How to use ParseEyetrackerFile

This notebook illustrates how to read in the output from the EyeLink-software, as implemented with exptools.

[10]:
%matplotlib inline
[2]:
# imports
from linescanning import (
    dataset,
    plotting,
    fitting
    )

import os
opj = os.path.join
opd = os.path.dirname
221207-14:58:37,988 nipype.utils WARNING:
         A newer version (1.8.4) of nipy/nipype is available. You are using 1.8.2

Whenever you run an experiment with exptools, you’ll get an edf-file. This file can be read in with hedfpy, which is wrapped into the ParseEyetrackerFile-class within the linescanning-toolbox. I have provided an example dataset eye.edf. This is from a recent 3D-EPI acquisition with a TR of 1.1s, and 270 volumes (this is necessary to extract the correct time period of the eyetracking)

[3]:
# define an edf file
edf_file = opj(opd(opd(dataset.__file__)), 'examples', 'eye.edf')

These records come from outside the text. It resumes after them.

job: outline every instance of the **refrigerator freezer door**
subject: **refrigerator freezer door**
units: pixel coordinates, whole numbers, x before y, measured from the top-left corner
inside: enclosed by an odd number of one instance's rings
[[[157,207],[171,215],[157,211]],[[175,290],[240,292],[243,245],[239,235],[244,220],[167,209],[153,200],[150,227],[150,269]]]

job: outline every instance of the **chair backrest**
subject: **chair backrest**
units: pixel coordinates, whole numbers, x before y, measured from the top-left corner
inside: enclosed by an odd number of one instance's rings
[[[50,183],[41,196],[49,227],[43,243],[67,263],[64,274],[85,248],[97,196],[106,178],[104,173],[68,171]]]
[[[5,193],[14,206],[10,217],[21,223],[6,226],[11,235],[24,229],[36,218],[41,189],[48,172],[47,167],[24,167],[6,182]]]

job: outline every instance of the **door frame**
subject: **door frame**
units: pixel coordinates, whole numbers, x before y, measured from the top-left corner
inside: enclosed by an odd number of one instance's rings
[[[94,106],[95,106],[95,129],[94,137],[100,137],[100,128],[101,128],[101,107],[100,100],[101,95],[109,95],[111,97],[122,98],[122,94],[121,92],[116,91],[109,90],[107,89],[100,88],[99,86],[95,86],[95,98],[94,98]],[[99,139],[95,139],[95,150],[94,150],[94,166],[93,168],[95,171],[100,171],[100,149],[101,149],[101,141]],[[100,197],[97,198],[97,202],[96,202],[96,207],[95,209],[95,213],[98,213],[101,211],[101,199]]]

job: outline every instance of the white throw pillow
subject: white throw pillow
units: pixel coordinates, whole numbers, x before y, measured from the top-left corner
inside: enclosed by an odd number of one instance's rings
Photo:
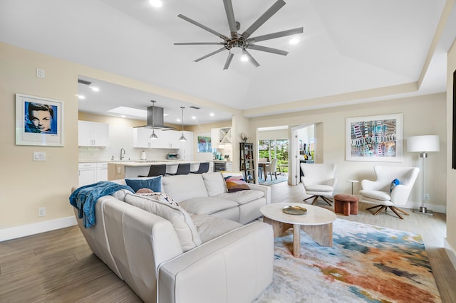
[[[188,213],[166,193],[137,195],[128,193],[125,202],[171,222],[185,252],[201,244],[200,234]]]

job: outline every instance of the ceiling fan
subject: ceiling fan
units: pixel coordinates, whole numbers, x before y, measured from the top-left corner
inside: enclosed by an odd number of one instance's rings
[[[213,33],[215,36],[223,39],[222,42],[184,42],[184,43],[175,43],[176,46],[188,46],[188,45],[221,45],[223,46],[221,48],[213,51],[207,55],[203,55],[195,60],[198,62],[202,59],[205,59],[207,57],[210,57],[212,55],[220,53],[221,51],[228,50],[229,54],[225,61],[225,65],[223,67],[224,70],[227,69],[229,67],[231,60],[233,56],[236,53],[242,53],[249,58],[249,60],[252,62],[256,67],[259,66],[259,63],[256,62],[255,59],[247,51],[247,49],[252,49],[255,51],[264,51],[267,53],[272,53],[278,55],[286,55],[287,51],[269,48],[266,46],[261,46],[254,44],[256,42],[264,41],[265,40],[274,39],[276,38],[285,37],[286,36],[294,35],[296,33],[302,33],[304,30],[302,27],[289,29],[287,31],[278,31],[273,33],[269,33],[267,35],[258,36],[256,37],[252,37],[250,36],[254,33],[263,23],[264,23],[269,18],[271,18],[274,14],[276,14],[282,6],[285,5],[285,2],[283,0],[277,0],[272,6],[269,8],[264,14],[250,26],[249,28],[246,29],[244,33],[240,35],[237,32],[239,30],[241,24],[234,18],[234,12],[233,11],[233,5],[231,0],[223,0],[223,4],[225,8],[225,12],[227,13],[227,18],[228,19],[228,25],[229,26],[230,34],[229,36],[227,36],[207,26],[201,24],[192,20],[182,14],[179,14],[177,16],[180,18],[185,20],[202,29],[204,29],[209,33]]]

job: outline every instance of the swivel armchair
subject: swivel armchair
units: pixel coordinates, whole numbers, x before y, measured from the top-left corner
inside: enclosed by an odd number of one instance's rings
[[[301,182],[304,186],[304,193],[311,195],[304,201],[314,198],[312,204],[321,198],[328,205],[331,205],[332,197],[337,179],[336,178],[336,164],[301,163],[301,170],[304,174]]]
[[[390,208],[398,217],[403,219],[399,213],[404,215],[408,213],[398,206],[403,206],[407,203],[415,181],[420,169],[418,167],[397,167],[375,166],[373,170],[377,176],[377,180],[362,180],[361,195],[360,201],[377,204],[366,208],[368,210],[378,208],[373,214],[377,215],[383,209],[385,211]],[[398,179],[397,182],[393,182]],[[393,183],[393,185],[392,185]]]

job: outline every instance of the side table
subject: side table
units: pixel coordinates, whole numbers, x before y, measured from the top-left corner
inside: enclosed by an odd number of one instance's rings
[[[353,194],[353,183],[358,183],[359,181],[358,180],[347,180],[347,182],[351,183],[351,194]]]

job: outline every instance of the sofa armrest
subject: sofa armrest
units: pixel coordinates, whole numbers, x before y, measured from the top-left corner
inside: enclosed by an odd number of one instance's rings
[[[251,184],[248,184],[248,185],[250,189],[264,192],[264,198],[266,198],[266,203],[271,204],[271,186],[266,186],[266,185]]]
[[[272,281],[273,261],[271,226],[242,226],[162,264],[157,302],[252,302]]]

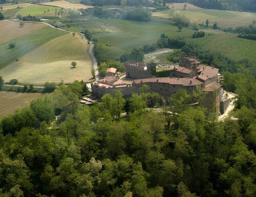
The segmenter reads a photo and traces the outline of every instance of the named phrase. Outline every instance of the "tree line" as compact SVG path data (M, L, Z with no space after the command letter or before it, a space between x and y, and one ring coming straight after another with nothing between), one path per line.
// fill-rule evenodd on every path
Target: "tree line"
M186 105L193 98L184 90L161 113L145 108L164 105L147 86L90 107L79 104L82 90L61 86L2 120L0 194L255 196L254 108L243 104L237 119L219 122L215 107L207 115ZM204 96L199 89L194 99Z
M200 8L217 10L256 11L256 2L255 0L166 0L166 2L188 2Z

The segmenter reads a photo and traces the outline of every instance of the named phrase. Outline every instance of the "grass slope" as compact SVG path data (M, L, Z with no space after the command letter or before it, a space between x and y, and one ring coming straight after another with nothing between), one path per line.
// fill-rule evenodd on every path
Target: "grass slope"
M53 6L44 6L41 5L31 5L24 8L15 8L3 11L4 16L8 18L15 18L18 14L22 16L34 16L41 15L42 16L57 16L58 12L60 10L60 8Z
M214 34L200 38L191 39L203 48L220 52L235 60L248 58L256 61L256 41L239 38L236 34Z
M48 2L42 4L41 5L58 7L65 9L70 8L75 10L78 10L79 9L87 9L93 7L92 6L88 6L80 4L72 4L70 2L66 2L66 1L58 1L57 2Z
M172 10L164 10L153 13L154 16L169 18ZM256 19L256 13L227 10L210 10L207 9L194 9L187 10L178 10L187 17L194 23L205 23L209 19L209 25L217 22L219 27L223 28L236 27L251 24Z
M28 25L22 28L29 28ZM16 78L22 83L34 85L47 81L59 82L63 80L70 83L76 79L89 80L92 62L87 42L80 35L72 36L71 33L40 25L42 27L39 30L10 40L16 43L14 48L8 49L9 42L0 44L0 75L7 81ZM2 30L0 26L0 34ZM73 61L77 62L75 69L70 69Z
M17 108L28 106L33 99L44 96L40 93L16 93L0 91L0 119L14 113Z
M191 29L184 28L180 32L177 26L172 25L170 20L158 18L154 18L150 22L97 19L73 25L73 28L75 29L75 27L79 27L77 31L79 31L84 28L89 31L92 30L92 32L95 28L101 29L102 32L104 29L112 29L112 32L95 33L93 35L93 37L98 38L100 44L111 46L106 47L106 50L100 53L101 57L111 58L119 58L122 54L131 51L135 47L155 43L163 33L171 36L190 37L194 32Z

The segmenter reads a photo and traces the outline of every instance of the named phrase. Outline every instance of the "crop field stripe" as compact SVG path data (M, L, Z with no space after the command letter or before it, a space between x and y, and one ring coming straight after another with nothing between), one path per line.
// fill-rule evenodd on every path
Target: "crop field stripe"
M24 28L26 28L26 26ZM51 33L53 32L54 33ZM16 47L13 49L9 49L8 43L10 42L0 45L0 69L3 69L15 61L16 58L23 56L44 43L67 33L46 27L10 41L16 43Z

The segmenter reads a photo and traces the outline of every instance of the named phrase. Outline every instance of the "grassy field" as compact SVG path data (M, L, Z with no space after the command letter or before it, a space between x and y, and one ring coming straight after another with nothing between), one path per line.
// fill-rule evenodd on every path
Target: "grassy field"
M26 29L33 25L26 23L19 28L18 22L8 22L13 26L14 32L15 29L27 31ZM6 33L1 23L0 35ZM71 33L45 25L34 25L39 27L0 44L0 75L6 81L16 78L21 83L34 85L46 81L63 80L70 83L76 79L89 80L92 62L88 53L89 46L81 36L72 36ZM9 49L10 41L14 42L16 47ZM77 63L75 69L70 68L73 61Z
M233 60L241 60L246 58L252 62L256 61L256 41L239 38L236 34L215 34L189 40L204 49L221 52Z
M164 10L153 13L154 16L169 18L173 11ZM191 22L199 24L209 19L209 25L217 22L218 26L222 28L236 27L251 24L256 20L256 13L234 11L209 10L206 9L191 9L177 10L174 13L180 13L187 17Z
M184 5L187 5L186 9L200 9L199 7L194 5L193 4L189 4L188 3L174 3L166 4L169 6L169 8L182 10L184 8Z
M41 5L32 5L24 8L15 8L3 10L3 14L5 17L15 18L17 14L22 16L34 16L41 15L42 16L55 16L58 15L60 8Z
M66 2L66 1L58 1L57 2L48 2L48 3L45 3L44 4L42 4L41 5L58 7L60 8L63 8L65 9L70 8L71 9L74 9L74 10L92 8L92 6L85 6L84 5L80 4L72 4Z
M24 3L24 4L1 4L1 6L3 7L3 10L11 10L13 9L16 9L17 8L25 8L32 5L31 4Z
M99 43L106 46L101 51L101 57L119 58L124 52L131 51L134 48L141 47L146 43L155 43L161 34L165 33L170 36L190 37L194 31L184 28L180 32L177 26L167 19L154 18L150 22L139 22L121 19L92 19L81 24L74 24L72 28L80 31L87 28L89 31L96 29L112 30L112 32L95 33L93 37L98 39Z
M18 107L28 106L29 102L44 96L40 93L16 93L0 91L0 119L14 113Z

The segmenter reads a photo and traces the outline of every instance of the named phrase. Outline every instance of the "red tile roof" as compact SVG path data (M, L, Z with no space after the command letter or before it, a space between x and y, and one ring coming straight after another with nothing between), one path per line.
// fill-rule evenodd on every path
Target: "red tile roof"
M220 89L221 87L221 85L214 81L205 85L204 89L203 90L204 91L207 92L214 92L216 90Z
M185 68L185 67L177 67L176 71L179 72L180 73L181 73L189 74L193 71L192 70L187 69L186 68Z
M197 69L199 69L199 72L201 72L200 74L198 77L198 78L204 81L208 78L211 78L218 76L219 73L218 69L208 65L199 65Z
M183 86L193 86L201 85L203 83L196 78L169 78L169 77L159 77L150 78L143 79L134 80L135 84L141 83L164 83L174 85L181 85Z
M108 69L108 70L106 70L107 73L109 72L110 72L111 73L116 73L116 69L115 69L114 68L110 68L109 69Z

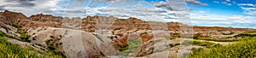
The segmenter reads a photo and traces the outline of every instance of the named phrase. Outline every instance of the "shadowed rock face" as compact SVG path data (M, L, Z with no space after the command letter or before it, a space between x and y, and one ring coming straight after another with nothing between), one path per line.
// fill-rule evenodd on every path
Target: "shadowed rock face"
M99 20L101 19L102 20ZM92 35L96 31L96 23L102 23L110 26L110 35L113 36L109 44L110 45L104 45L97 44L100 41ZM134 56L145 56L154 53L154 49L162 51L170 48L166 41L162 39L160 42L152 40L154 38L177 38L179 36L186 36L190 34L182 34L183 27L190 26L178 22L156 22L145 21L140 19L131 17L128 19L118 19L113 16L87 16L85 18L67 18L59 17L51 14L38 14L26 17L21 13L4 11L0 12L0 31L9 35L19 38L20 34L15 33L17 27L13 26L14 22L18 22L22 30L28 32L32 40L30 44L35 44L38 49L47 49L52 46L56 50L67 51L70 57L98 57L104 55L115 55L116 50L119 50L120 47L125 46L130 38L140 38L143 44L134 52ZM113 23L110 23L113 22ZM154 24L155 23L155 24ZM167 32L154 32L153 30L161 30L161 26L166 24ZM112 25L112 26L111 26ZM160 26L152 28L151 26ZM98 26L99 27L104 26ZM255 29L247 28L231 28L231 27L218 27L218 26L193 26L193 34L200 33L199 38L205 38L215 35L218 37L222 33L226 32L243 32L246 31L256 31ZM145 30L145 32L144 32ZM146 31L148 30L148 31ZM149 32L151 32L151 33ZM148 34L142 34L146 32ZM127 34L129 33L129 34ZM131 34L132 33L132 34ZM169 34L163 34L169 33ZM85 36L84 36L85 35ZM63 43L65 42L65 43ZM161 44L163 43L167 43ZM159 44L158 47L154 47L154 44ZM73 47L70 46L73 45ZM114 49L109 49L108 46L119 45ZM72 50L76 49L76 50ZM46 50L44 50L46 51ZM103 52L104 51L104 52Z

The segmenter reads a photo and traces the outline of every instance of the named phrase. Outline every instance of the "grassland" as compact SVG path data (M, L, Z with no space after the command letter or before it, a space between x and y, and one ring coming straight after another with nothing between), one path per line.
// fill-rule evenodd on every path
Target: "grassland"
M194 49L190 58L253 58L256 56L256 37L243 38L235 44L208 49Z
M65 58L62 53L49 50L39 53L35 49L12 44L5 38L14 38L0 32L0 58Z

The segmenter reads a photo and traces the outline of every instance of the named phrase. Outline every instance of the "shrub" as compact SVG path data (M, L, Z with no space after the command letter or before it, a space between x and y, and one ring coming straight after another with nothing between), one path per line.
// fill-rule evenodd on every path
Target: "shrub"
M201 35L200 33L197 33L197 34L194 35L193 39L198 39L200 35Z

The hard part is actually getting the eyetracking data, processing is not that difficult really. We can just plop everything in the class and check it’s read-outs, but first let’s try to understand what happens under the hood.

From hedfpy:

For full parsing of the edf file data, hedfpy assumes a specific trial-based experimental format that is communicated to the eye tracker. Specifically, it looks for explicitly formatted messages by means of regular expressions. These messages detail the start and end of trial phases, trials, button press events, sound events and the stimulus parameters for a given trial which are all stored in tabular format in the HDF5 file. The parsing of these messages can be turned off for basic functionality.”. This hdf5-file is stored in the directory in which edf_file lives. It will also store other outputs - such as basic quality assessments - in that folder.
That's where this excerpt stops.